BERITAKULIAH.COM, Serang — Perkembangan teknologi digital semakin memperluas akses masyarakat terhadap pelatihan vokasional dan kewirausahaan. Teknologi kini menjadi penggerak utama dalam menciptakan peluang belajar yang lebih fleksibel, cepat, dan murah.
Jika sebelumnya pelatihan keterampilan terbatas pada tempat tertentu dan instruktur tertentu, kini masyarakat dapat mempelajari berbagai skill melalui video, micro learning, hingga platform pelatihan daring kapan saja dan di mana saja. Hal ini sejalan dengan kondisi global, di mana keterampilan digital menjadi kompetensi dasar yang dibutuhkan dalam dunia kerja saat ini.
Peningkatan akses ini sangat signifikan bagi pelatihan vokasional. Dulu, proses belajar skill sering terkendala biaya kursus, jarak lembaga pelatihan, hingga keterbatasan instruktur. Namun, teknologi menghapus sebagian besar hambatan tersebut. Platform pembelajaran online menyediakan materi yang lebih variative mulai dari desain grafis, servis kendaraan, memasak, editing, hingga digital marketing dan seluruhnya dapat dipelajari melalui perangkat sederhana seperti ponsel.

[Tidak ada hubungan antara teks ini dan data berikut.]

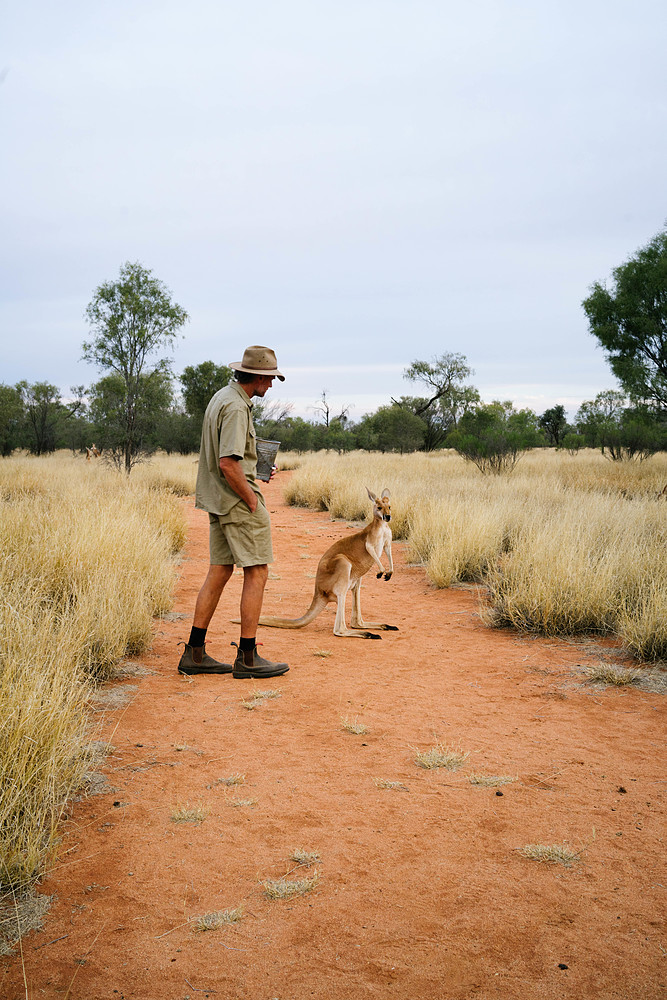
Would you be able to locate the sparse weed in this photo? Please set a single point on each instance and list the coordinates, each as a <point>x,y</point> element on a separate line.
<point>565,545</point>
<point>558,854</point>
<point>219,918</point>
<point>230,781</point>
<point>352,726</point>
<point>441,756</point>
<point>607,673</point>
<point>305,858</point>
<point>283,888</point>
<point>87,563</point>
<point>258,697</point>
<point>190,814</point>
<point>490,780</point>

Data World Economic Forum (2024) memperkuat temuan ini, bahwa 62% pekerja membutuhkan pelatihan ulang keterampilan (reskilling) berbasis digital agar tetap kompetitif di dunia kerja modern. Dengan demikian, teknologi tidak hanya memberi kemudahan belajar, tetapi juga berperan sebagai alat untuk meningkatkan daya saing masyarakat.

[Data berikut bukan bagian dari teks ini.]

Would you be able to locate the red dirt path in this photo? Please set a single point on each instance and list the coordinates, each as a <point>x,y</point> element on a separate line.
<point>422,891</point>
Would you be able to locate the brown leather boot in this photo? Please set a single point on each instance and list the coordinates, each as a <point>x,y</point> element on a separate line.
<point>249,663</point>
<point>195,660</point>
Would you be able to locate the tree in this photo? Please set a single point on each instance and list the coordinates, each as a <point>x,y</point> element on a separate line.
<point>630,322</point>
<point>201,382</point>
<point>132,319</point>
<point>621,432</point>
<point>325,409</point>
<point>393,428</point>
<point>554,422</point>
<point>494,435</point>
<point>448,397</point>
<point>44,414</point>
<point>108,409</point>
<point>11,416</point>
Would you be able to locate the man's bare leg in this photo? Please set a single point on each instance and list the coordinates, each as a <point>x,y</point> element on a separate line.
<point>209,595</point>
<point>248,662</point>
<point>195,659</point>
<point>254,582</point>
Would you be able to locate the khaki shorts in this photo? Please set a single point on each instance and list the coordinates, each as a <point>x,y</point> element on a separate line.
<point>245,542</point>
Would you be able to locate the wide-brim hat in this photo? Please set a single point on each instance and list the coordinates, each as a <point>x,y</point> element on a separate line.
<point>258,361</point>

“Teknologi membuat pelatihan vokasional lebih mudah diakses, memungkinkan siapa pun belajar skill baru melalui platform daring tanpa batas waktu dan lokasi”
Teknologi juga menghadirkan perubahan besar dalam dunia kewirausahaan. Dahulu, memulai bisnis identik dengan modal besar, kebutuhan toko fisik, dan biaya promosi yang mahal. Namun kini, keberadaan marketplace, media sosial, dan platform digital membuat siapa pun bisa memulai usaha dari rumah tanpa mengeluarkan biaya besar.

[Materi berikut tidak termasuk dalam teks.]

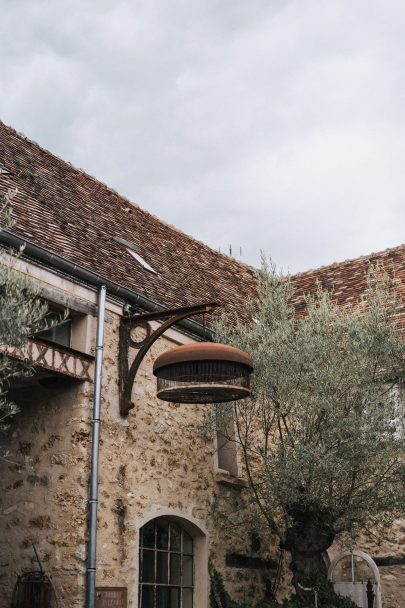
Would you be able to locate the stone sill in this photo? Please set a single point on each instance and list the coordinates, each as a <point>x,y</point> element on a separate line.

Kelompok 7 menjelaskan bahwa teknologi berfungsi sebagai “jembatan” yang menghubungkan keterampilan seseorang dengan peluang pasar yang lebih luas. Marketplace berperan sebagai etalase digital, sementara media sosial berfungsi sebagai alat promosi yang mampu menjangkau konsumen di seluruh Indonesia. Data Kementerian Koperasi & UMKM (2023) menunjukkan bahwa 19,5 juta UMKM telah masuk ke ekosistem digital, yang membuktikan besarnya peran teknologi dalam pertumbuhan bisnis kecil dan menengah.

“Pemanfaatan marketplace dan media sosial membuka peluang kewirausahaan baru, memungkinkan UMKM memulai usaha tanpa modal besar dan menjangkau pasar nasional.”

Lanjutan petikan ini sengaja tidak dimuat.